North Island: Auckland, Mill Bay, 29.vi.81, coll. P. Johnston, no. 43682 (holotype, PDD; isotype, TENN); WKR, vic. Forestry Headquarters, 21.vi.81, coll. RHP, no. 42493 (TENN); WKR, Ricker Track, 31.v.82, coll. RHP, no. 43595 (TENN); WR, Karamatura Stream, l.vii.81, coll. EH, no. 1029 (ZT); Auckland, Titirangi, Atkinson Park, 20.vi.65, coll. RFRM, no. 60 (PDD); WR, Cranwell Track, 26.v.65, coll. RFRM, no. 38 (PDD); Auckland, Northcote, Kauri Glen, 14.viii.81, coll. B. Segedin, no. 1890 (AKU).
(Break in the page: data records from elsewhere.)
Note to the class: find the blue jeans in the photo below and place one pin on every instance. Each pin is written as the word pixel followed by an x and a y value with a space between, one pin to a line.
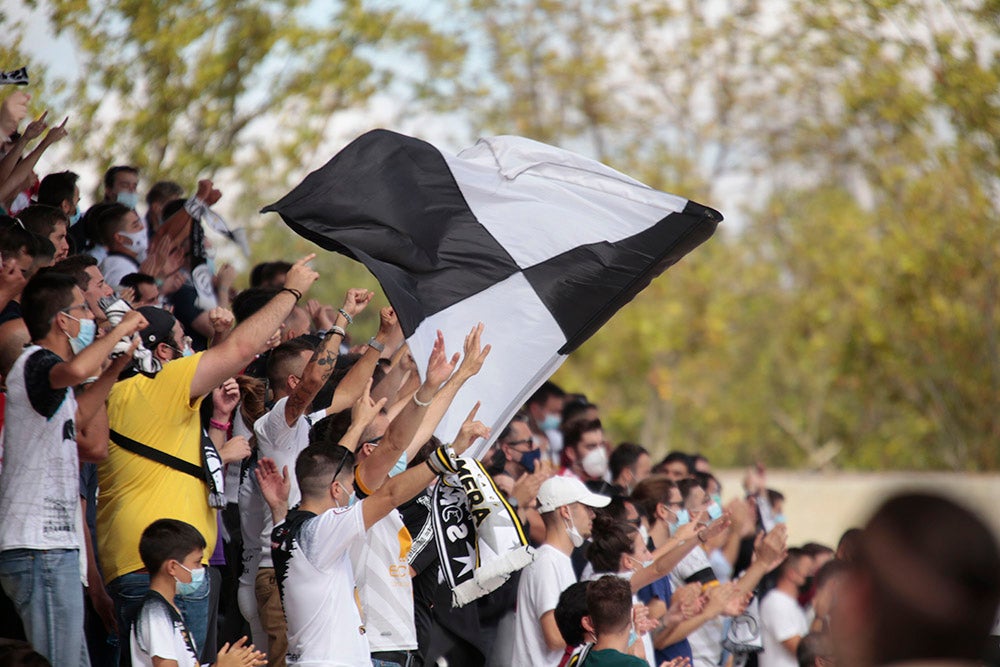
pixel 128 592
pixel 48 595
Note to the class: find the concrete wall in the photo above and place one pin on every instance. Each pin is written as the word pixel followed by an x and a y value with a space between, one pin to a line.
pixel 820 506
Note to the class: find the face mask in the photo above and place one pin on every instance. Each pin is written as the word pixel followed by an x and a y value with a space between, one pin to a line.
pixel 88 331
pixel 682 518
pixel 574 535
pixel 595 463
pixel 130 199
pixel 197 579
pixel 529 459
pixel 138 243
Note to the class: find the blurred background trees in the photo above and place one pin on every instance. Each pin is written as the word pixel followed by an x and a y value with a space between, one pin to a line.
pixel 845 315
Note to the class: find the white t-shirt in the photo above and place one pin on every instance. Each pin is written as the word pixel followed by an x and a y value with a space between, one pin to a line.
pixel 40 483
pixel 114 267
pixel 159 632
pixel 781 618
pixel 542 581
pixel 324 626
pixel 382 575
pixel 705 641
pixel 281 442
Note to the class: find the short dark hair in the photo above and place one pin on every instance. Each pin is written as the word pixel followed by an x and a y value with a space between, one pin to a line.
pixel 569 613
pixel 42 219
pixel 168 539
pixel 110 174
pixel 281 358
pixel 652 491
pixel 548 390
pixel 573 432
pixel 673 457
pixel 610 539
pixel 43 297
pixel 249 301
pixel 76 266
pixel 609 601
pixel 625 455
pixel 917 543
pixel 57 188
pixel 164 191
pixel 316 466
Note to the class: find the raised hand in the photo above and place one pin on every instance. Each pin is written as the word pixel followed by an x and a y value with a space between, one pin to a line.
pixel 470 431
pixel 365 409
pixel 439 368
pixel 301 276
pixel 274 485
pixel 356 300
pixel 239 655
pixel 35 127
pixel 474 354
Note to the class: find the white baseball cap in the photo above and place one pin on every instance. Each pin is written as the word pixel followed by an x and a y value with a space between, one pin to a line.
pixel 558 491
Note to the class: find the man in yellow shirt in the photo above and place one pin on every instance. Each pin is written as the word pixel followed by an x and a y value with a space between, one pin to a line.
pixel 161 411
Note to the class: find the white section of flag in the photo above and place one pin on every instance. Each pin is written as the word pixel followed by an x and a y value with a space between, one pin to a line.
pixel 539 201
pixel 524 337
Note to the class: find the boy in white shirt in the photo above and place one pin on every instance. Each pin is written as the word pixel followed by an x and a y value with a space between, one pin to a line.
pixel 173 550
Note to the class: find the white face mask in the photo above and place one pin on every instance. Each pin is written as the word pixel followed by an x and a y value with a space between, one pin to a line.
pixel 574 535
pixel 138 243
pixel 595 463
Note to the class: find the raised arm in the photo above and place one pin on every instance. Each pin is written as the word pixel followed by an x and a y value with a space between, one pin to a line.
pixel 472 362
pixel 88 363
pixel 321 365
pixel 374 469
pixel 249 338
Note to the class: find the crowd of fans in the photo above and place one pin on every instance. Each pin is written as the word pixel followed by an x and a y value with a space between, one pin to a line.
pixel 193 474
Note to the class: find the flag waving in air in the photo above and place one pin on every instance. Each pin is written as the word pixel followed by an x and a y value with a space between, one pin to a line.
pixel 540 244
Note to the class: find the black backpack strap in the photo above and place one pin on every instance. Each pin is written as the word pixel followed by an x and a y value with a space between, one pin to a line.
pixel 148 452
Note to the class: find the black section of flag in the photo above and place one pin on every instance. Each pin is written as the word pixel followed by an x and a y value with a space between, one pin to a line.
pixel 391 202
pixel 581 305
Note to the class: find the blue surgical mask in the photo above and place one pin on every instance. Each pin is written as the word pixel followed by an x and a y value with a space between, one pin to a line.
pixel 682 518
pixel 400 466
pixel 130 199
pixel 529 459
pixel 88 331
pixel 197 579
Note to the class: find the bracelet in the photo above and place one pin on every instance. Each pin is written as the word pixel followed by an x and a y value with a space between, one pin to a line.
pixel 419 402
pixel 442 460
pixel 294 292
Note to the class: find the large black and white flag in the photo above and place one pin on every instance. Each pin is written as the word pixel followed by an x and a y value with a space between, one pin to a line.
pixel 540 244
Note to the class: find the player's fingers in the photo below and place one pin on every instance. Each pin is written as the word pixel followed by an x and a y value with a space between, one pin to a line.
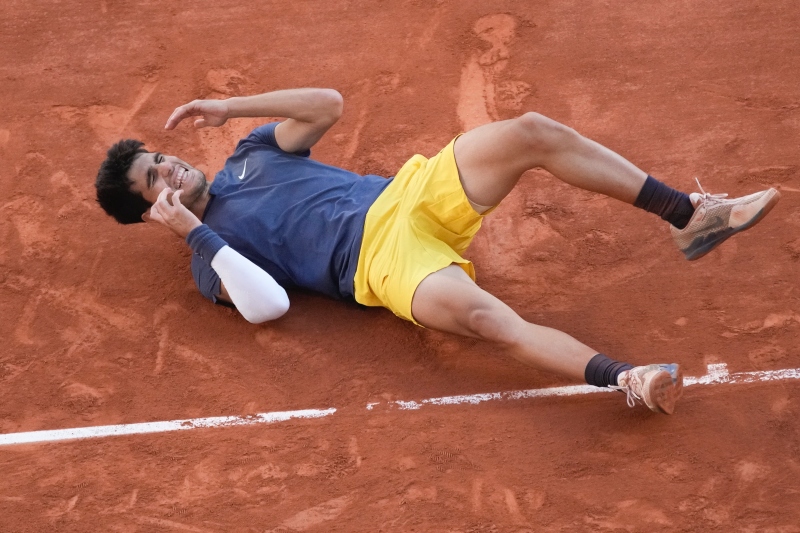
pixel 179 114
pixel 155 214
pixel 162 202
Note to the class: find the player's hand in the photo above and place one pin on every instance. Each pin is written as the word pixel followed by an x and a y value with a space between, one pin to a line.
pixel 211 112
pixel 169 211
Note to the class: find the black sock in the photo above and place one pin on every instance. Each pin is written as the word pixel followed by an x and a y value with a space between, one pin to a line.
pixel 602 371
pixel 671 205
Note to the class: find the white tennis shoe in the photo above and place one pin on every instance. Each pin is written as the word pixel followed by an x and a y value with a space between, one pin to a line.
pixel 657 386
pixel 715 219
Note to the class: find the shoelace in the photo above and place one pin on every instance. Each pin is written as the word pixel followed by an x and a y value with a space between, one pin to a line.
pixel 630 396
pixel 708 197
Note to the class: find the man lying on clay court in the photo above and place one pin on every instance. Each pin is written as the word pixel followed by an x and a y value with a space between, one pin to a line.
pixel 274 218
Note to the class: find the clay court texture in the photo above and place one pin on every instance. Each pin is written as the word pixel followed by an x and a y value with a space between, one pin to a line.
pixel 102 325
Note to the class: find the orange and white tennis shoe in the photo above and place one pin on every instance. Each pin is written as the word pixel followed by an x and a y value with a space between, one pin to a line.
pixel 715 219
pixel 657 386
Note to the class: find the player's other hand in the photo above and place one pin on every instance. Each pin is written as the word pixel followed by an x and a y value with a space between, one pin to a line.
pixel 211 112
pixel 169 211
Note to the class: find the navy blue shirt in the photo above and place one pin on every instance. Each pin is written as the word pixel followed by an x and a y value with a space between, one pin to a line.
pixel 298 219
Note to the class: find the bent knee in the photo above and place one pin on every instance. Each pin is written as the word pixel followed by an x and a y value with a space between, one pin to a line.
pixel 544 134
pixel 493 324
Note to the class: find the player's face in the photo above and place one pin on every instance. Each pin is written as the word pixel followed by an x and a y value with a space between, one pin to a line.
pixel 151 172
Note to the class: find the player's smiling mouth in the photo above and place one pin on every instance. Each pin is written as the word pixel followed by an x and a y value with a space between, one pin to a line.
pixel 180 176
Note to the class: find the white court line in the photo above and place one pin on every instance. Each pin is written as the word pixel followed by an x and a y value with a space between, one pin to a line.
pixel 158 427
pixel 717 374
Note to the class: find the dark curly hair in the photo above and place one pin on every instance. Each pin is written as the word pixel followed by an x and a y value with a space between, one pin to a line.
pixel 114 187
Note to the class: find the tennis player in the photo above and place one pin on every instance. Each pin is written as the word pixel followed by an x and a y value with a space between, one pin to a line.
pixel 273 218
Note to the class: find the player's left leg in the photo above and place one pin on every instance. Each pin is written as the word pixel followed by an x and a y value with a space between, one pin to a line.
pixel 492 158
pixel 448 300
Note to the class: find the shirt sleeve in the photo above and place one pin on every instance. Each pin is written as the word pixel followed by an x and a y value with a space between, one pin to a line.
pixel 206 278
pixel 266 135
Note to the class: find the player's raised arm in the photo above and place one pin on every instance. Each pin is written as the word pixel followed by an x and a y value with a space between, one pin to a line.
pixel 309 113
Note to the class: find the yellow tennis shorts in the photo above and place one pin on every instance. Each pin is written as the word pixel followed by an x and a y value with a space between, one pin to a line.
pixel 421 223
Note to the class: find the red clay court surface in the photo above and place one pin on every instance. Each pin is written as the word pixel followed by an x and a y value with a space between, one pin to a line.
pixel 102 324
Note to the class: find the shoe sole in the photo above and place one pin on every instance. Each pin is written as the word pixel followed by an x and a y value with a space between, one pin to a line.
pixel 665 389
pixel 703 245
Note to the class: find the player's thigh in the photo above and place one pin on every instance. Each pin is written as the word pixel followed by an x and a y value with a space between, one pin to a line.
pixel 491 158
pixel 448 300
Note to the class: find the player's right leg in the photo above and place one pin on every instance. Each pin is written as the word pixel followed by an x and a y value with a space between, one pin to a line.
pixel 491 159
pixel 448 300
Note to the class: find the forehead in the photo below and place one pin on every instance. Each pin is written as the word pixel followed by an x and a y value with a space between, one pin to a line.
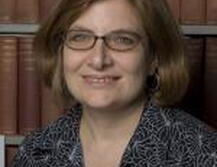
pixel 109 15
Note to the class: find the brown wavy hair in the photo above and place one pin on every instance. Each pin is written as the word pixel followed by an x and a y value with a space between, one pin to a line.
pixel 165 42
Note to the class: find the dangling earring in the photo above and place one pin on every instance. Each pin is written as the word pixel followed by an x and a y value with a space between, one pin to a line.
pixel 153 82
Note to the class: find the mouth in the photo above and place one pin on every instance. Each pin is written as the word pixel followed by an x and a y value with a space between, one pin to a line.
pixel 97 80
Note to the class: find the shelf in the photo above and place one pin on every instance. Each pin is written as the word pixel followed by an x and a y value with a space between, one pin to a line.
pixel 13 140
pixel 18 29
pixel 31 29
pixel 199 29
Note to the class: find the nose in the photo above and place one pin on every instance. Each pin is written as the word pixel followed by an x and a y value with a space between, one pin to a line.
pixel 99 58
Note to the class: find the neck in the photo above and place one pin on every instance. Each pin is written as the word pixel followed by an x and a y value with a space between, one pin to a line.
pixel 110 125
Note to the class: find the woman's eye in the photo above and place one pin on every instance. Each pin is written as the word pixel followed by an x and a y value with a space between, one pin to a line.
pixel 125 40
pixel 79 37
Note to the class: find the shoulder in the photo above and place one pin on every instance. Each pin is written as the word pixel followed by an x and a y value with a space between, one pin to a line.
pixel 42 145
pixel 187 138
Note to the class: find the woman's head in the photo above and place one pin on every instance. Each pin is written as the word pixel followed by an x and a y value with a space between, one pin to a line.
pixel 160 48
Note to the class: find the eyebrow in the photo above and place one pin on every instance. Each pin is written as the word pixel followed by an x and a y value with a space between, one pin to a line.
pixel 120 30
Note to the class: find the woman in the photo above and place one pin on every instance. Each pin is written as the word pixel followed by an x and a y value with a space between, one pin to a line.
pixel 119 64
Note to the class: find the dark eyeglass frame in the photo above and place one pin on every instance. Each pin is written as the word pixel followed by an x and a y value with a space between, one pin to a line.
pixel 105 39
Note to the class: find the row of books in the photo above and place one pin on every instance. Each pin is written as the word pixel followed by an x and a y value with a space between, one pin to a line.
pixel 200 99
pixel 26 11
pixel 26 104
pixel 194 12
pixel 36 11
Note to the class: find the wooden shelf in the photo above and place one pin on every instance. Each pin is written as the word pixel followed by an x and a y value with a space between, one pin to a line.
pixel 13 140
pixel 18 29
pixel 31 29
pixel 199 29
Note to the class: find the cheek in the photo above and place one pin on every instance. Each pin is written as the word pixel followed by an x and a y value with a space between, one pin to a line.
pixel 71 62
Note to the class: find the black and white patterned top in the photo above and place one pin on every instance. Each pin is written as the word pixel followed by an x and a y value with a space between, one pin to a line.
pixel 163 138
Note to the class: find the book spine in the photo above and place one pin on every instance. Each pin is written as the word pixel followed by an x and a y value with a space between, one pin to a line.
pixel 8 85
pixel 211 17
pixel 27 11
pixel 194 51
pixel 50 110
pixel 210 93
pixel 174 6
pixel 193 12
pixel 29 87
pixel 7 11
pixel 46 8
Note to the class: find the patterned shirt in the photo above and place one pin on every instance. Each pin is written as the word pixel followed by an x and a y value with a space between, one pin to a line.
pixel 164 137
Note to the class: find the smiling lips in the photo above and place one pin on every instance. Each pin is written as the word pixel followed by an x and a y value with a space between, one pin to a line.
pixel 96 80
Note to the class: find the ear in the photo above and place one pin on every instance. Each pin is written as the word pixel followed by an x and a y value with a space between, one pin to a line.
pixel 154 66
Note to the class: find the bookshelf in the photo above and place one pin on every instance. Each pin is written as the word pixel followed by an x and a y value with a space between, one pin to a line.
pixel 31 29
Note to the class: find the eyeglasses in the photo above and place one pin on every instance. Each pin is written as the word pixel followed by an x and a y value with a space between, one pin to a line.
pixel 117 41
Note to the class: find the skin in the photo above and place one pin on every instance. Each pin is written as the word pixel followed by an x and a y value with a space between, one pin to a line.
pixel 101 61
pixel 112 107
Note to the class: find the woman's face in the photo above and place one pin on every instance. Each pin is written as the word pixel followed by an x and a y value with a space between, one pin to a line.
pixel 102 78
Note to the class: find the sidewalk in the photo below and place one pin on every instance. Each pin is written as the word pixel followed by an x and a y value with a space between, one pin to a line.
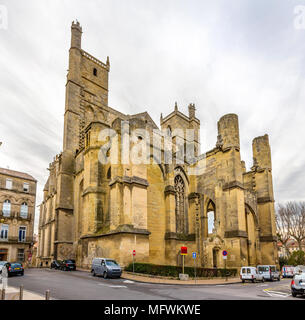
pixel 164 280
pixel 12 293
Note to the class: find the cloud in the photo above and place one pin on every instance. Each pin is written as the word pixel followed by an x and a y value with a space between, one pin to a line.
pixel 243 57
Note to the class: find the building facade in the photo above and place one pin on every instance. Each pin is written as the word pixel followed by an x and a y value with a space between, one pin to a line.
pixel 108 209
pixel 17 214
pixel 291 246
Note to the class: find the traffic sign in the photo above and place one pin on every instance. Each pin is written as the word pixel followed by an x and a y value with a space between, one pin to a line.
pixel 183 251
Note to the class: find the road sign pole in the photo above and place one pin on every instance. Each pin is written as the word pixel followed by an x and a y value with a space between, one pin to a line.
pixel 195 269
pixel 226 269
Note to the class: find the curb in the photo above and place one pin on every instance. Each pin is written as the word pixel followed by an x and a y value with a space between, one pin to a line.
pixel 182 283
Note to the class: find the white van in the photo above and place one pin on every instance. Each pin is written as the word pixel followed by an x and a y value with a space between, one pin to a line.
pixel 251 274
pixel 269 272
pixel 287 271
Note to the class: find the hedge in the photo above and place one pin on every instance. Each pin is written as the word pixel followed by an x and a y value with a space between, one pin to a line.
pixel 173 271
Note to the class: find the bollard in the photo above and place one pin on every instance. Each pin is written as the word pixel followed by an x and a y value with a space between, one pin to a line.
pixel 48 295
pixel 21 293
pixel 3 294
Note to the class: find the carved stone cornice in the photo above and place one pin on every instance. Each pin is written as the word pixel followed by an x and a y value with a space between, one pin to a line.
pixel 233 185
pixel 236 234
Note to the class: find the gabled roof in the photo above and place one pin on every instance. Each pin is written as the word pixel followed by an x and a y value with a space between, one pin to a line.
pixel 17 174
pixel 144 115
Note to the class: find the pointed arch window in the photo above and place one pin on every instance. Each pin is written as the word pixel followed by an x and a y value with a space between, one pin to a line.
pixel 180 204
pixel 24 210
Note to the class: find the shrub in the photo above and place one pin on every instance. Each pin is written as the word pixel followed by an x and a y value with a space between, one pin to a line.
pixel 173 271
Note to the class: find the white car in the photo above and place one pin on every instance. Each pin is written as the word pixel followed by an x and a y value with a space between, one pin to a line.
pixel 298 284
pixel 250 274
pixel 299 269
pixel 2 263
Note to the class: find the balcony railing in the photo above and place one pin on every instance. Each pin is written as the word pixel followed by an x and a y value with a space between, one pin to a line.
pixel 15 215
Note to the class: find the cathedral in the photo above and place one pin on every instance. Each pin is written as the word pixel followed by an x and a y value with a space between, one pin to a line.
pixel 98 203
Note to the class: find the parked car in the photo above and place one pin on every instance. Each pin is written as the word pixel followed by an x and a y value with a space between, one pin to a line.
pixel 14 269
pixel 298 284
pixel 66 265
pixel 2 264
pixel 299 268
pixel 287 271
pixel 251 274
pixel 269 272
pixel 55 264
pixel 106 267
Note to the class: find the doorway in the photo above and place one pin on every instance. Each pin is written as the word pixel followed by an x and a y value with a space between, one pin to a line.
pixel 3 254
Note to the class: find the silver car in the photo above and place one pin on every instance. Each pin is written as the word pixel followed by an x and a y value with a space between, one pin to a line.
pixel 108 268
pixel 298 284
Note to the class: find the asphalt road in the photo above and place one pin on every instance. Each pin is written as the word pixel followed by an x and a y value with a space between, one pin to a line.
pixel 79 285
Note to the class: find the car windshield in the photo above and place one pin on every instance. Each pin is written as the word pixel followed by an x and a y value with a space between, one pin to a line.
pixel 15 265
pixel 111 263
pixel 263 269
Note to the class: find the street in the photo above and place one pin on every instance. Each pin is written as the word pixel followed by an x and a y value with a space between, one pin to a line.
pixel 80 285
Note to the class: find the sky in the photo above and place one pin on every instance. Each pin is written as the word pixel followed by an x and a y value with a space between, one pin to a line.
pixel 243 57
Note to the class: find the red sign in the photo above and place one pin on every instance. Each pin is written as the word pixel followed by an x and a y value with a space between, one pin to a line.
pixel 183 250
Fruit bodies up to 70 x 4.5 mm, simple clubs, narrowly fusiform, cespitose in groups from 8 to 30, arising from individual or common whitish mycelial patches, fragile. Club violaceous rose ("alizarine-pink" to "deep vinaceous") to buffy pink ("grenadine-pink", "light Congo-pink"), darkening somewhat in age ("light Corinthian-red", "jasper-pink"), opaque, appearing waxy, equal or tapering slightly upward; apex rounded; flesh white, stuffed. Stipe striate-silky, paler than club ("light Congo-pink", "Chatenay-pink" to "Venetian-pink"), clearly delimited from hymenium. Taste and odour negligible.
Tramal hyphae 3-8 µm diam., hardly inflated, thin-walled, clampless, strictly parallel, adherent; secondary septa abundant. Subhymenium well-developed, pseudoparenchymatous. Hymenium thickened, agglutinated; basidia 40-50 x 9-11 µm, clavate, clamped to asymmetrically bifurcate, refringent, empty but persistent after spore discharge; sterigmata 4, up to 7 µm long, stout, subcornute.
Spores (Fig. 32) 7.9-10.8 x 6.5-7.9 µm (E = 1.19-1.33; E^m = 1.27; L^m = 8.93 µm), subglobose, to broadly ellipsoid, smooth, thin-walled; contents homogeneous or with 1-2 guttules; hilar appendix papillate, broad.

Receptacula ad 70 x 4.5 mm, simplicia, caespitosa, roseo-violacea. Hyphis efibulatis; basidiis fibulatis. Sporis subglobosis vel late ellipsoideis (E^m = 1.27; L^m = 9 µm), laevibus, ut in oratione infra.

In general shape and colour, this taxon resembles Clavaria rubicundula from North America, which produces fascicles of simple clubs. In C. roseo-violacea, however, fruit bodies are not truly fasciculate, but densely cespitose, and do not originate below the substrate level as do those of C. rubicundula, but from mycelial patches on the substrate surface. Finally, C. rubicundula belongs in subg. Clavaria.
Previously, I reported on the type specimen of Clavaria miltina Berk. (Petersen 1967b), to which C. roseo-violacea could be compared. Because material of that type was so poor, I decided to discard the epithet as a nomen dubium. Moreover, my observations indicated that tramal hyphae were clamped, so that taxon was removed from subg. Holocoryne, if not from Clavaria.
Fruit body colour is very suggestive of descriptions of Clavaria incarnata of the North Temperate Zone. That species concept differs from C. roseo-violacea in producing elongate spores (6-10 x 3.5-6.5 µm) and solitary to scattered fruit bodies.